Lastly, that King James would esteem of him (Massasoit) as his friend and ally.

==Aftermath and legacy==
Carver soon fell into a coma and died just weeks after the treaty's signing. The treaty was nearly broken just a year after it was signed when Massasoit demanded Bradford, who had become governor of Plymouth after Carver's death, turn over Squanto to face Wampanoag justice. Bradford was reluctant to turn over the man who assisted so greatly in the colony's survival past the first winter and delayed until the point was rendered moot by Squanto's death in 1622.

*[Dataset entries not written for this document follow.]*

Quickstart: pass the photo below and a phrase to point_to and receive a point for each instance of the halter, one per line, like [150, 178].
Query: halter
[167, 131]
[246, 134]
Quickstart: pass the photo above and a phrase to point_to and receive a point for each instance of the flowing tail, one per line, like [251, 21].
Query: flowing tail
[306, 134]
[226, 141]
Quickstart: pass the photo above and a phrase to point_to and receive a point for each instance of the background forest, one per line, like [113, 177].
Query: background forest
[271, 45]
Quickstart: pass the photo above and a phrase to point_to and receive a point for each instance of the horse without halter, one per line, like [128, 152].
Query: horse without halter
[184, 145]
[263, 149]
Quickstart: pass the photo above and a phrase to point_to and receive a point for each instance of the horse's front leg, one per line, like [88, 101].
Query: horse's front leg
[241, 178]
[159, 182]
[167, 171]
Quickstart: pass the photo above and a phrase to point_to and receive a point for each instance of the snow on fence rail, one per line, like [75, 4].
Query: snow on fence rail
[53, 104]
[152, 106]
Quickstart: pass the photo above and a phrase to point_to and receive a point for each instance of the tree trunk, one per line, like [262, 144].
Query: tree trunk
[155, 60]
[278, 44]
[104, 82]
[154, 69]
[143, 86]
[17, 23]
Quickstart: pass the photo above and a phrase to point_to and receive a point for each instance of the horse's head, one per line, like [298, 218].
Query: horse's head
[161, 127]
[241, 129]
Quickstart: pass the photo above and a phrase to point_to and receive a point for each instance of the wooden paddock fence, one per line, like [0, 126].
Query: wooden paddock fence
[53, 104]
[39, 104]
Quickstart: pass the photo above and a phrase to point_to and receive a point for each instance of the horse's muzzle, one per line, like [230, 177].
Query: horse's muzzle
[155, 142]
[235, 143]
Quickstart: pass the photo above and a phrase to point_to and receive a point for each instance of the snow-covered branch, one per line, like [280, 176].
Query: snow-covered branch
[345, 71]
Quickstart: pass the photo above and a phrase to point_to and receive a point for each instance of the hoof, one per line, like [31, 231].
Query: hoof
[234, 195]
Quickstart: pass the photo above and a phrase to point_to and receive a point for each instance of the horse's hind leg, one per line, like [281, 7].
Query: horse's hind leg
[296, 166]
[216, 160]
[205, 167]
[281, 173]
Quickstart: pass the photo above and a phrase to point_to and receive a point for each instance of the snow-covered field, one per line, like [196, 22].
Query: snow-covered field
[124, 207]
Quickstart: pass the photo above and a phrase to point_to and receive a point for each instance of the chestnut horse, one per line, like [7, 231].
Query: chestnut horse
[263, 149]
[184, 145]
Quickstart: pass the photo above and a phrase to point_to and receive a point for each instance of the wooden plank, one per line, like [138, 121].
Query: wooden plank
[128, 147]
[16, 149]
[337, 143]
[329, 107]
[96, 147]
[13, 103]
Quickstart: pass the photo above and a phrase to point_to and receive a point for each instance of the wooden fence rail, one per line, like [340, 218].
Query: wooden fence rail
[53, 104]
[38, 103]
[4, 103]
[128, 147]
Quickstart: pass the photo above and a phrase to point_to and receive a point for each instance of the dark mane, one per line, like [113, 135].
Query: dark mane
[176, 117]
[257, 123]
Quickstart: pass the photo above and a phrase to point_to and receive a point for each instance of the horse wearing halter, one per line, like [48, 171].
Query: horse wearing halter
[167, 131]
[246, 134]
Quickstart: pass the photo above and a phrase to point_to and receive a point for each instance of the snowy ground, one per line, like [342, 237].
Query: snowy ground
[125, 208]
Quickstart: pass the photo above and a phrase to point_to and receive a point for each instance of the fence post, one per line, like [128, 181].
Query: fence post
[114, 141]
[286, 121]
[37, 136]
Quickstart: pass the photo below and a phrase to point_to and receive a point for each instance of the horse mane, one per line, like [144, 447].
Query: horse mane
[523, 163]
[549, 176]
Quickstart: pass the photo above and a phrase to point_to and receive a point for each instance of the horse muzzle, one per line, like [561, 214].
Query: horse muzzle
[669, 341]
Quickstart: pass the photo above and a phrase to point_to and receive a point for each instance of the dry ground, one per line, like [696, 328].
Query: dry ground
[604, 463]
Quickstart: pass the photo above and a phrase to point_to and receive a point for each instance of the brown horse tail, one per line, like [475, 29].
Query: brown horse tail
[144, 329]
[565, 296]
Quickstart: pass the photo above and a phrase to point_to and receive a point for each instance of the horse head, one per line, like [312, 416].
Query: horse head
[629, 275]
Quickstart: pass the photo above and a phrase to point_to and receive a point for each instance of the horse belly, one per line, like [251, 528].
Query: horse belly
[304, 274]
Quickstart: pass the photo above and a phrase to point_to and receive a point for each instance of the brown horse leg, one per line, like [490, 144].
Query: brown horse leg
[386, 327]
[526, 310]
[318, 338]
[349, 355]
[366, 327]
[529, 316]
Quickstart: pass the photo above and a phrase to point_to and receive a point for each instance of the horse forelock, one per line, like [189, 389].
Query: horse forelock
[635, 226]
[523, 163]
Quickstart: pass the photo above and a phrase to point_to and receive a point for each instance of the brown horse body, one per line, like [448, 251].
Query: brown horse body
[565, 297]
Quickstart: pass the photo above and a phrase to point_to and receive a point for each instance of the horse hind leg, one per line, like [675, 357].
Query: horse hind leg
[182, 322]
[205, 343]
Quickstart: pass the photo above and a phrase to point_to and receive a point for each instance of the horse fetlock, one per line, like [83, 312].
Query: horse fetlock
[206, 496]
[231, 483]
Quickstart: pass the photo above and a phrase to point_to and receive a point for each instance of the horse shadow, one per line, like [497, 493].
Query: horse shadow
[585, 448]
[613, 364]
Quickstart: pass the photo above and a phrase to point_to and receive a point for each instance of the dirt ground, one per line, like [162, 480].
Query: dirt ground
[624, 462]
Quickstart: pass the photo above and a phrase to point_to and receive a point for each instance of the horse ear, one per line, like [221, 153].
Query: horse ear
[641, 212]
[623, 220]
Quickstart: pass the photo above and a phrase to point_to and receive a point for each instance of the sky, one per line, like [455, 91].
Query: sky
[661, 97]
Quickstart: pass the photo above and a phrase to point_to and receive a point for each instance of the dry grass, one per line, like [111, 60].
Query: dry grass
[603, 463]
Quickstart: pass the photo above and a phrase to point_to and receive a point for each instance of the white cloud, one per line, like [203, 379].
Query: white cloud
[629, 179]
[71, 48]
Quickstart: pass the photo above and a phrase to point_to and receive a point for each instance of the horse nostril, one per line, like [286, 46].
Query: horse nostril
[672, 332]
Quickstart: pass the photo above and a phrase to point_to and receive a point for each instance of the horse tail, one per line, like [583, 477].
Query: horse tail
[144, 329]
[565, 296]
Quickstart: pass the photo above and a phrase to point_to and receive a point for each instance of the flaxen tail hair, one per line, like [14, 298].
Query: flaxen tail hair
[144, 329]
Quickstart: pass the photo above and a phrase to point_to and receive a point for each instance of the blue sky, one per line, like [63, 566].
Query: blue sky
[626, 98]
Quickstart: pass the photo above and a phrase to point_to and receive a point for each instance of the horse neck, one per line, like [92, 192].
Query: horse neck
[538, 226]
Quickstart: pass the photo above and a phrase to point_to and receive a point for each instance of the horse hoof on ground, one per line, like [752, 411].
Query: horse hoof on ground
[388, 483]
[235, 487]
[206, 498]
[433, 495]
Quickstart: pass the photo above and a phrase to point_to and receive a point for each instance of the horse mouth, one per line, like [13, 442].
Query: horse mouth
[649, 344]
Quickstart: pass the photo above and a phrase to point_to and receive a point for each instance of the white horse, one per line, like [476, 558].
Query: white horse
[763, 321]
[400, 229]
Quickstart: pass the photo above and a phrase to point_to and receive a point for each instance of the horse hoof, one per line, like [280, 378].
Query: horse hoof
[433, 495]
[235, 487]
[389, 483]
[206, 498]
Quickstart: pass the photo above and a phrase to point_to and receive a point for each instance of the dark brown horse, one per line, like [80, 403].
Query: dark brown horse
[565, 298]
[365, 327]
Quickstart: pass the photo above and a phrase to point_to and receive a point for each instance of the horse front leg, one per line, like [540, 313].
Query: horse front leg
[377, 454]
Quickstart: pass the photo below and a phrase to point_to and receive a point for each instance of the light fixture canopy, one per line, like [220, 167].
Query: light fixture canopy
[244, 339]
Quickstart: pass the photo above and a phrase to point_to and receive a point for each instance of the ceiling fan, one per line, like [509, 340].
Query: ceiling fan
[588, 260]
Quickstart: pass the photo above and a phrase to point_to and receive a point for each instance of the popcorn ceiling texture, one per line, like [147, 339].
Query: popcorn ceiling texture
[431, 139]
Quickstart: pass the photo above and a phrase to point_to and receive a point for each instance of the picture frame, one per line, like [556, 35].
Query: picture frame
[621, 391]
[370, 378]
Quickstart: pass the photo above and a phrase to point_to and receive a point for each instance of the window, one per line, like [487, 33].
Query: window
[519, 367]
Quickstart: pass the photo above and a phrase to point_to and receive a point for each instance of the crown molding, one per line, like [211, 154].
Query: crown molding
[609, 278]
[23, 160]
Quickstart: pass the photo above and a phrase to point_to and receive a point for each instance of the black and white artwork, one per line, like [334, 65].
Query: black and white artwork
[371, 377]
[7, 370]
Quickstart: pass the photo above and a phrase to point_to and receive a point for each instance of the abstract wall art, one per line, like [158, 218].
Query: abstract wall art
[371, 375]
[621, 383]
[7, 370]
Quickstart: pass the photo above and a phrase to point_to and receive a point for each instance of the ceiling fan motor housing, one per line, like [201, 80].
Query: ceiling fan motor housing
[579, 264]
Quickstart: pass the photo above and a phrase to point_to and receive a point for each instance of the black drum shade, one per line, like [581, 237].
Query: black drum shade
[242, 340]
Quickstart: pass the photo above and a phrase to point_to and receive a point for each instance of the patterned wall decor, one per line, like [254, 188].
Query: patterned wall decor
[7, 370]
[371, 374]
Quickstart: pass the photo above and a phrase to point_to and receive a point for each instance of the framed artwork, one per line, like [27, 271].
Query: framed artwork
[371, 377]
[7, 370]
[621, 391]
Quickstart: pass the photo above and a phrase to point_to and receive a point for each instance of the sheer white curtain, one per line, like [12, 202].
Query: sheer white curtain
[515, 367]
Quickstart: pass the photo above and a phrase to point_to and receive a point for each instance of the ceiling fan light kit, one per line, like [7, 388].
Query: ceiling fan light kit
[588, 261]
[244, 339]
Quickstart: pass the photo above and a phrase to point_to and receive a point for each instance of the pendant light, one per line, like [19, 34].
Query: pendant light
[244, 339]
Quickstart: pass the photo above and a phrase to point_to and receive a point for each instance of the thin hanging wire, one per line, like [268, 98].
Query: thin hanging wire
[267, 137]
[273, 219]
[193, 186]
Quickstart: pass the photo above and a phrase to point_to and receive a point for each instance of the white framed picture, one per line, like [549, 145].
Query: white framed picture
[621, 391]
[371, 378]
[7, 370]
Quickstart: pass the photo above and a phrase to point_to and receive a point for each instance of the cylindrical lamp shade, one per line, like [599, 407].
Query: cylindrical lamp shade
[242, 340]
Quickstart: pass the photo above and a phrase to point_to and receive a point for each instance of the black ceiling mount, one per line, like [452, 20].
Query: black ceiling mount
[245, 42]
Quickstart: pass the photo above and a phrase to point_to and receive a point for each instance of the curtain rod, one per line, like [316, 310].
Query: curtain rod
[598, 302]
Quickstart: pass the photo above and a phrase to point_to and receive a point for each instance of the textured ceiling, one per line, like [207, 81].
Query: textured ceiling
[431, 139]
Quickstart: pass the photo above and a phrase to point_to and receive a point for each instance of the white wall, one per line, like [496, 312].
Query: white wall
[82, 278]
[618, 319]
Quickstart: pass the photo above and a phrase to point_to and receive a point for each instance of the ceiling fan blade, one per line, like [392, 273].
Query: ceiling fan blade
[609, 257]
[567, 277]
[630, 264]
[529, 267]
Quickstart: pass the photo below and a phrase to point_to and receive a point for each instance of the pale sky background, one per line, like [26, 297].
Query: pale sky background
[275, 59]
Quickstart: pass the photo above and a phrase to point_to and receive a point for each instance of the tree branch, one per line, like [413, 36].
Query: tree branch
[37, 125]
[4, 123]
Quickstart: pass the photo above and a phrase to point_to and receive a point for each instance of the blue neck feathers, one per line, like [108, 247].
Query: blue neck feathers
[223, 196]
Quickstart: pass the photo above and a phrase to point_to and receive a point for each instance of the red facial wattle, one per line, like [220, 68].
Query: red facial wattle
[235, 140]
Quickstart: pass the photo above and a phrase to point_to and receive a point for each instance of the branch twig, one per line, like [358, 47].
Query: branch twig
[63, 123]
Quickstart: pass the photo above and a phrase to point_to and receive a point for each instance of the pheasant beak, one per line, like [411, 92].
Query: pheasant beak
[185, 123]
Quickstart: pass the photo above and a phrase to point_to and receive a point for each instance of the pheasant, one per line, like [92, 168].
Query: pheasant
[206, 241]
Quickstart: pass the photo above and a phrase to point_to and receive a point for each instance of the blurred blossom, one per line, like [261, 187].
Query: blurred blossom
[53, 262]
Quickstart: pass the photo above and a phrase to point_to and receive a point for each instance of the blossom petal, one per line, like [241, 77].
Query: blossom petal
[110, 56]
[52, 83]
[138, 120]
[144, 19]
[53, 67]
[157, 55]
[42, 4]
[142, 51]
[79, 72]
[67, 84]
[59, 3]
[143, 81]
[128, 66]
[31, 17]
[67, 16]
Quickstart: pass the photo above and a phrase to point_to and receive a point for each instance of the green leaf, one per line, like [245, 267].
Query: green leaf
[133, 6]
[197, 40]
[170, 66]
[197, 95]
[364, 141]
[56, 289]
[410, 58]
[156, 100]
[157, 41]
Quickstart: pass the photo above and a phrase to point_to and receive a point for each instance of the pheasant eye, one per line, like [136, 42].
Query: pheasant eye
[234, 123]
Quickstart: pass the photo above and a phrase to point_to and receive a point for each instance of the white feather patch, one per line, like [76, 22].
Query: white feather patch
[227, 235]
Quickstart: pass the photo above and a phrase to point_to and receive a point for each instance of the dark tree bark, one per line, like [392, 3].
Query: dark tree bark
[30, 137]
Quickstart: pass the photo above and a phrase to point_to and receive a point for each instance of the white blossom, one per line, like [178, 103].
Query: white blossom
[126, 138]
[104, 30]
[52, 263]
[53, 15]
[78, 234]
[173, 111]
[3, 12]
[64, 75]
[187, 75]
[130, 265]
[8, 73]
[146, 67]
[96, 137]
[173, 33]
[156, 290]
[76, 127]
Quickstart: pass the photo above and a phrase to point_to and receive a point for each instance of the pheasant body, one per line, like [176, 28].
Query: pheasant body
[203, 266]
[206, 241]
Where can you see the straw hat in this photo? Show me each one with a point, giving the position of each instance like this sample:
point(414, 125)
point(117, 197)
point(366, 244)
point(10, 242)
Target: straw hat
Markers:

Having avoided this early hurdle the treaty remained in place for over fifty years, making it the only treaty between Native Americans and European settlers and their descendants to last beyond the lifetime of all signatories. The treaty was further affirmed when Edward Winslow went to Pokanoket to nurse a sick and blind Massasoit to health. In gratitude Massasoit revealed a plot by the Massachusett to attack both Plymouth and the neighboring Wessagusset colony. This plot would be foiled before it could materialize by Myles Standish and several of Massasoit's men.
The treaty would not last long beyond after Massasoit's death in 1661. After the brief reign of Wamsutta as sachem, Massasoit's second son Metacomet would pursue a more hostile policy towards the colonists, ultimately culminating in King Philip's War.

The treaty was commemorated on the reverse side of 2011 edition of the Sacagewea dollar.